Realtime Malicious Traffic Detection Targeted for TCP Out-of-Order Packets Based on FPGA

Currently, with the increasing popularity of high-speed network, in order to protect the network environment, more and more companies start to explore how to efficiently detect malicious traffic. On the software side, traditional detection systems are usually based on CPU which will consume multi-core processing ability to handle huge network traffic. On the hardware side, current researches focus on using specific hardware to offload some functions such as string matching in malicious traffic detection. However, they cannot detect attack behaviors hidden in TCP out-of-order (OOO) packets well, which are very common in modern complex network environments. To deal with this problem, we present an FPGA-based realtime malicious traffic detection method especially to inspect TCP OOO packets. It employs two core function designs for efficient malicious traffic inspection: TCP OOO reassembly and hierarchical packet match. First, the TCP OOO packets are reassembled to in-order packets to prevent the omission check of malicious traffic. Second, we adapt a hierarchical packet match design which can not only detect the packet header and filter the matching traffic, but also has the ability to inspect the carried payload to further determine whether the traffic is benign or malicious.
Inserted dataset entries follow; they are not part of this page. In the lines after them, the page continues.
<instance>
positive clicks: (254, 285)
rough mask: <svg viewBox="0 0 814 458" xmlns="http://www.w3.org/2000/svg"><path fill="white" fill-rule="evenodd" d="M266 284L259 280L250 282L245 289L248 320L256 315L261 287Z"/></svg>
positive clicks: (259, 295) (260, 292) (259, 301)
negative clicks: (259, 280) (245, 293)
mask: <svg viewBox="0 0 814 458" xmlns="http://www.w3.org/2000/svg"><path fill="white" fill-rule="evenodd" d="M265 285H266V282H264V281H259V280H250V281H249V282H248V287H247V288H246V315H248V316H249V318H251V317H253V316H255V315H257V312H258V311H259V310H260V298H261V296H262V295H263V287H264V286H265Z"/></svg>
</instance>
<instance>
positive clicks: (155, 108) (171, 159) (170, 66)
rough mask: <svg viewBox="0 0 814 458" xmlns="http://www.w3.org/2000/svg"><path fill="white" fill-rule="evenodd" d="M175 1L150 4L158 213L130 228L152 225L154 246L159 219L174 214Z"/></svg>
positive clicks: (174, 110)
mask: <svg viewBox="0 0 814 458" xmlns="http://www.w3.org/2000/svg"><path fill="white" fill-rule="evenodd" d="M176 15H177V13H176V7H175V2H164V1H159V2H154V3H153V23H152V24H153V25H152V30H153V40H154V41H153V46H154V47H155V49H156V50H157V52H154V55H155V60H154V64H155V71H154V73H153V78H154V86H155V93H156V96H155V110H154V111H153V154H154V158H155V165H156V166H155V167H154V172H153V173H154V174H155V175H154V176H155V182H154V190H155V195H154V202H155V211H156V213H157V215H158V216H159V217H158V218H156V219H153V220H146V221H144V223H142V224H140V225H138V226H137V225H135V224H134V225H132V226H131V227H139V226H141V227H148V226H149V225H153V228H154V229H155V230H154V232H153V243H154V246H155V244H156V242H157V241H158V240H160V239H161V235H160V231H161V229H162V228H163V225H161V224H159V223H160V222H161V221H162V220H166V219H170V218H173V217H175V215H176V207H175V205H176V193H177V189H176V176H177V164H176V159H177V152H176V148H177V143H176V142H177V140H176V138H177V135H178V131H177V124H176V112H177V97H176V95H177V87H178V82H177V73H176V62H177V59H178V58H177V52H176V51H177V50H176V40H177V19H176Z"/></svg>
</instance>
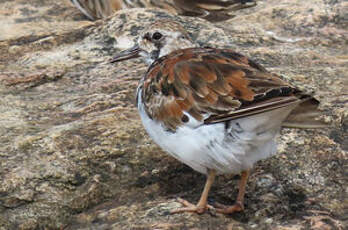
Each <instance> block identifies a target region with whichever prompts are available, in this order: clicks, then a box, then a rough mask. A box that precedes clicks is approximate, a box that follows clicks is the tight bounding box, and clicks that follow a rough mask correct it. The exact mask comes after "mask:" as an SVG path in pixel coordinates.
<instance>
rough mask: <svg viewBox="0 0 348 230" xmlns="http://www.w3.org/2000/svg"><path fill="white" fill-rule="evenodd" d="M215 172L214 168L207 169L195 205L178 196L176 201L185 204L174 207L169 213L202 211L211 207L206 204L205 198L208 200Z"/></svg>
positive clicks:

We use Xilinx Alveo U50 accelerator card as the implementation platform to achieve high speed detection. This paper aims to provide a full detection path and implement all the reassembly and inspection process within an FPGA board. We adapt Cisco TRex as the traffic generator to evaluate the system from detection throughput, resource utilization and power consumption. Compared with the CPU-based approaches, the experiment results show that our system has 485% detection throughput increase and 68% average power decrease.